Tuesday, October 11, 2005

Morocco has sent the first of several planes full of illegal West African migrants to Senegal

BBC News:

The migrants accuse Morocco's security forces of ill-treating them. The flight with 140 migrants arrived from Oujda, near the Algerian border.

Hundreds of migrants were dumped there after trying to enter or being expelled from Spanish enclaves in North Africa.

Amid growing international concern, humanitarian groups have criticised Spain for expelling the migrants.

Spanish Foreign Minister Miguel Angel Moratinos is visiting Morocco to discuss the crisis as it reviews its deportations policy.

A government official in the Melilla enclave said no more deportations were planned at the moment.

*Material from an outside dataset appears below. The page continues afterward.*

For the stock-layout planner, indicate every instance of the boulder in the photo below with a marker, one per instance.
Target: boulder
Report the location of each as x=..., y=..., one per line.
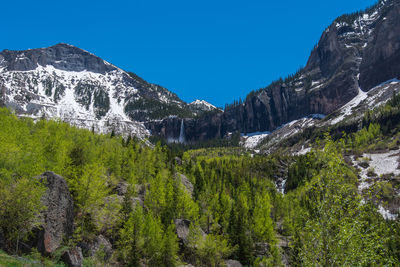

The aid agency, Medecins Sans Frontieres, said on Friday it had found more than 500 migrants abandoned by Moroccan police in the Sahara desert without food or water, some of whom had been illegally expelled by Spanish police.

Twenty-eight-year-old Aboubakar Diallo from Mali said he was ready to go home after failing to make it into Melilla.

"It's tough here... it's hell on earth, lack of water, no food and live ammunition to face. We get treated like animals," told AFP news agency.

The migrants who remain in one of the enclaves, Melilla, say their treatment at the hands of the Moroccan security forces was appalling, the BBC's Chris Morris in Melilla says.

They have appealed to Spain not to deport anyone else back across the border.

Spain and Morocco have taken a tougher line against the migrants in the last few days, after thousands of people tried to storm the high razor wire fences which surround Melilla and Ceuta.

Hundreds of migrants made it across, but at least 11 were killed.

That prompted Spain to deport some of the new arrivals back to Morocco, a move denounced by humanitarian groups.

They say hundreds of other migrants caught on the Moroccan side of the border have been taken further south and dumped in the remote desert region near the airport at Oujda.

United Nations Secretary General Kofi Annan has urged the two governments to treat the migrant groups humanely.

The European Union and UN are sending teams to Morocco amid growing concern about how the authorities are treating immigrants.

The issue presents a big dilemma for Spain, but it could also become a political problem for the Socialist government, our correspondent says.

A new opinion poll says illegal immigration now tops the list of issues which concern Spanish voters the most.

Africans: Their entitlement is: zero

2 Comments:

At 12:22 PM, Anonymous Anonymous said...

Spain invited this rush with its offer of amnesty for illegals earlier this year. This is one reason EU ministers are (tactfully) calling for a meeting to decide on a common policy about all of this. Because after all if you're a national of one EU country then you can travel to and live in another. So in this sense a country's policy toward 'migrants' inside its own territory affects all the other EU members as well.

 
At 3:44 PM, Anonymous Anonymous said...

Let's hope that political correctness doesn't stop the Europeans from taking a tough line on third world immigration.